Concernant l'urbanisation, là aussi, les chercheurs de la biodiversité font état d'un consensus scientifique sur l'accroissement des risques sanitaires du fait d'un accroissement des contacts avec certains éléments de la faune sauvage, notamment en zones péri-urbaines. Dans le collimateur ? Certaines tendances récentes comme l'éco-tourisme et un lien plus étroit avec la nature qui pourraient favoriser les contacts avec des agents infectieux forestiers transmis par des singes. Concernant plus spécifiquement le Covid-19, « la question du rôle des marchés proposant des animaux sauvages est centrale, mais les données scientifiques manquent à ce jour », indique la fondation.
Enfin, même s'il n'y pas consensus sur ce point, de nombreuses études montrent que la richesse et la diversité des espèces hôtes jouent un rôle protecteur dans la propagation des agents pathogènes.
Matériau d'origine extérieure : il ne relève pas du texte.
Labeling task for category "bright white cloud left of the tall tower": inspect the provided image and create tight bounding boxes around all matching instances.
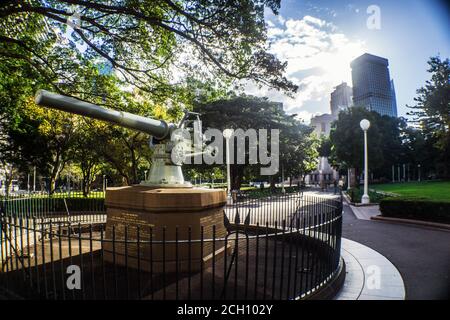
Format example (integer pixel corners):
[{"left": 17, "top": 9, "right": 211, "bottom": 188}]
[{"left": 245, "top": 15, "right": 365, "bottom": 120}]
Ce que les scientifiques appellent « l'effet de dilution ». « Dans la crise du Covid-19, les connaissances sur l'écologie des communautés comprenant les animaux réservoirs présomptifs de coronavirus (chauve-souris rhinolophes et pangolins) sont trop faibles pour émettre une hypothèse de travail », constatent toutefois les chercheurs.
« Principe de précaution adapté à la situation »
Au final, « ce rapport établit qu'il est fort probable qu'un lien existe entre cette pandémie et la dégradation de l'environnement », résume Yann Wehrling. Et, pour l'ambassadeur à l'environnement, la présomption est si forte que « le principe de précaution est tout à fait adapté à la situation ». Aussi, celui-ci propose-t-il de porter à l'échelle internationale plusieurs propositions, parmi lesquelles un renforcement de la recherche et de la gouvernance santé / environnement, une régulation du commerce et de la consommation d'animaux sauvages, le renforcement de la protection des habitats naturels, ou encore « une prudence » sur les élevages et les transports d'animaux.
Le calendrier s'y prête. Plusieurs grands rendez-vous internationaux de la biodiversité, comme le congrès de l'UICN et la COP 15 de la convention sur la diversité biologique, vont se tenir d'ici quelques mois. De nombreux spécialistes préparent ces échéances, qui ont été repoussées… du fait de la crise de Covid19. La plateforme intergouvernementale scientifique et politique sur la biodiversité et les services écosystémiques (IPBES) organise, fin juillet, un atelier sur ce thème. Fin avril, quatre de ses experts ont lancé un appel à réorienter les plans de reprise économique face au potentiel de dévastation présenté par les futures épidémies.